The meter of the verse is anapestic trimeter for the first two stanzas, trochaic tetrameter for the remainder. The intricate rhyme scheme is [ABAC] [DEEC] [FF GG HH II] [JJJJJK LK], where the long series of -oni rhymes ([J]) supports the patter song describing the soldier's miseries.

==Music==

The aria is set in C major, in common time (common-time) and is in the style of a military march. It is 114 bars long and takes about four minutes to perform. Its vocal range and tessitura covers C_{3} to E_{4}. The melody often mimics the sound of a military bugle by concentrating on the natural harmonics (C–E–G–C). This effect is strengthened when horns are prominent several times in the orchestra. The final 14 bars are played entirely by the orchestra as the characters (in productions respecting the original stage direction Partono tutti alla militare) march off the stage in military fashion.

==Reception==
The catchy tune and stirring military accompaniment have made this aria popular from the very beginning; indeed at the rehearsals of the premiere the performers burst spontaneously into bravos for the composer (for details see article on Francesco Benucci, who created the role). Mozart later quoted his own tune, played by a stage band as part of a medley sequence, in his opera Don Giovanni (1787) – evidently aware that the audience would instantly recognize it (the character Leporello, in Don Giovanni's Vienna premiere also sung by Benucci, ironically sings, Questa poi la conosco pur troppo – "Now that tune I know too well"). Mozart further reused this aria in the first of his Five Contredanses, K. 609 (1791).

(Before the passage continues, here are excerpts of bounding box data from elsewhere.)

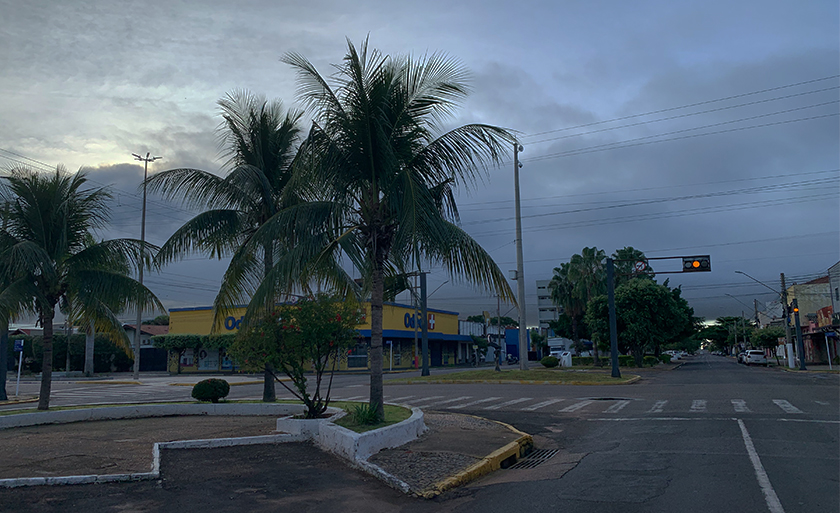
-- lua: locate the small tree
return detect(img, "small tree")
[230,294,361,419]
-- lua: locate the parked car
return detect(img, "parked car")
[744,349,769,367]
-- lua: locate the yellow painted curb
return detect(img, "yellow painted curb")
[418,415,534,499]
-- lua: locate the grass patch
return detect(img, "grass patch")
[388,369,638,385]
[330,401,411,433]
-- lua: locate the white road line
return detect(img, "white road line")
[731,399,750,413]
[435,395,472,406]
[560,401,593,413]
[446,397,501,410]
[738,418,785,513]
[484,397,531,410]
[773,399,802,413]
[648,401,668,413]
[691,399,706,413]
[519,399,565,411]
[604,400,630,413]
[405,395,443,404]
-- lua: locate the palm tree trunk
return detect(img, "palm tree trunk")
[38,305,55,410]
[263,243,277,403]
[370,262,385,419]
[85,321,96,377]
[0,315,7,401]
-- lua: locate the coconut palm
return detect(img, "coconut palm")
[260,41,514,417]
[147,91,300,401]
[0,166,163,410]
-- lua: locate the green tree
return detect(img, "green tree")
[230,294,361,419]
[751,326,785,365]
[612,246,656,287]
[0,166,163,410]
[265,41,514,418]
[147,91,301,402]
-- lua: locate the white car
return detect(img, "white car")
[744,349,767,367]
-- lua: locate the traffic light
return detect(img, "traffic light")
[682,255,712,273]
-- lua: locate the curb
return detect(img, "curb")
[417,415,534,499]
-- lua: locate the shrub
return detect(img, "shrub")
[353,404,382,426]
[192,378,230,403]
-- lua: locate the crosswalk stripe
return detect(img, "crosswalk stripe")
[691,399,706,413]
[773,399,802,413]
[519,399,565,411]
[648,401,668,413]
[560,401,593,413]
[484,397,531,410]
[604,400,630,413]
[731,399,750,413]
[405,395,443,404]
[437,395,472,405]
[446,397,501,410]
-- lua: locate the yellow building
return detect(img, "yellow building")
[169,303,472,372]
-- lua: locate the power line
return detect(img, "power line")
[523,75,840,137]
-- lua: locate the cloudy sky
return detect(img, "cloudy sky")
[0,0,840,324]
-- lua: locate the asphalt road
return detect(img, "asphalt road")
[3,354,840,513]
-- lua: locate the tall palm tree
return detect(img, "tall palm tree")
[147,91,301,401]
[0,166,163,410]
[270,41,514,416]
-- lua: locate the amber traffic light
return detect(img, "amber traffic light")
[682,255,712,273]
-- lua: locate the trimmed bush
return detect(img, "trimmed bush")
[192,378,230,403]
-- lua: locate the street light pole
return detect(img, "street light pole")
[132,152,163,380]
[513,141,528,370]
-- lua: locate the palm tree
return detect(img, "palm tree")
[0,166,163,410]
[270,41,514,418]
[147,91,301,401]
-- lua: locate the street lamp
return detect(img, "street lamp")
[735,271,798,369]
[131,152,163,380]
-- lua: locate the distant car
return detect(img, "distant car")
[744,349,768,367]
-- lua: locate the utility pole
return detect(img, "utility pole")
[781,273,796,369]
[513,141,528,370]
[132,152,163,380]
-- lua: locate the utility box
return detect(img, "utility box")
[558,351,572,367]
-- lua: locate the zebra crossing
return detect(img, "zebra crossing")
[333,395,832,416]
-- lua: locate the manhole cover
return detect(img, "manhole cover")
[508,449,560,470]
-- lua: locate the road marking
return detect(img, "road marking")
[731,399,750,413]
[484,397,531,410]
[560,401,592,413]
[738,420,785,513]
[648,401,668,413]
[406,395,443,404]
[446,397,501,410]
[437,395,472,405]
[691,399,706,413]
[519,399,565,411]
[773,399,802,413]
[604,400,630,413]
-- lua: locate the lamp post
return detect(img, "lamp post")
[735,271,795,369]
[131,152,163,380]
[513,141,528,370]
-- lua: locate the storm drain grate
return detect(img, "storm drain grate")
[508,449,560,470]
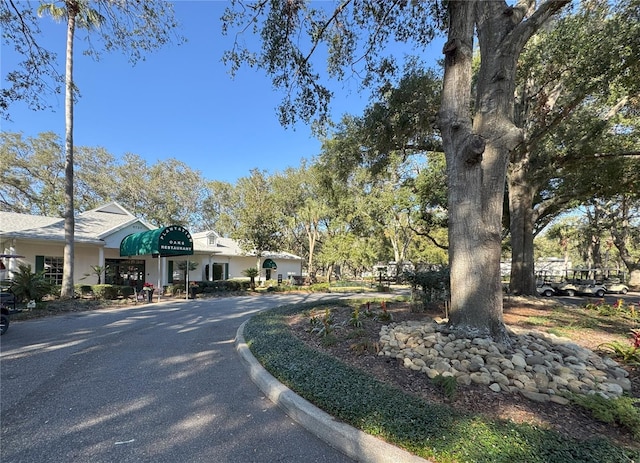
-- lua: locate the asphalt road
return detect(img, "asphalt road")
[540,292,640,306]
[0,295,352,463]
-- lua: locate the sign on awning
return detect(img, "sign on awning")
[120,225,193,257]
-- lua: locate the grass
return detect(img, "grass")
[245,301,640,463]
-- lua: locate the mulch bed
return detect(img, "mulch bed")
[290,301,640,449]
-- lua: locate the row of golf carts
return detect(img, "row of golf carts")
[536,269,629,297]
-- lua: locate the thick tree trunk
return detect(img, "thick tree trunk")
[60,10,77,299]
[438,1,543,342]
[507,160,537,296]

Harris calls "Non più andrai" "the most famous aria in the opera", continuing: "this is simply a great tune, a great comic piece ... Mozart at his most playful and entertaining."

The march was formerly the ceremonial march of the Fanagoriysky Grenadier Regiment of the Imperial Russian Army. The march is currently the regimental slow march of the Coldstream Guards in the United Kingdom and the Governor General's Foot Guards in Canada. It is also the march of St John Ambulance in England.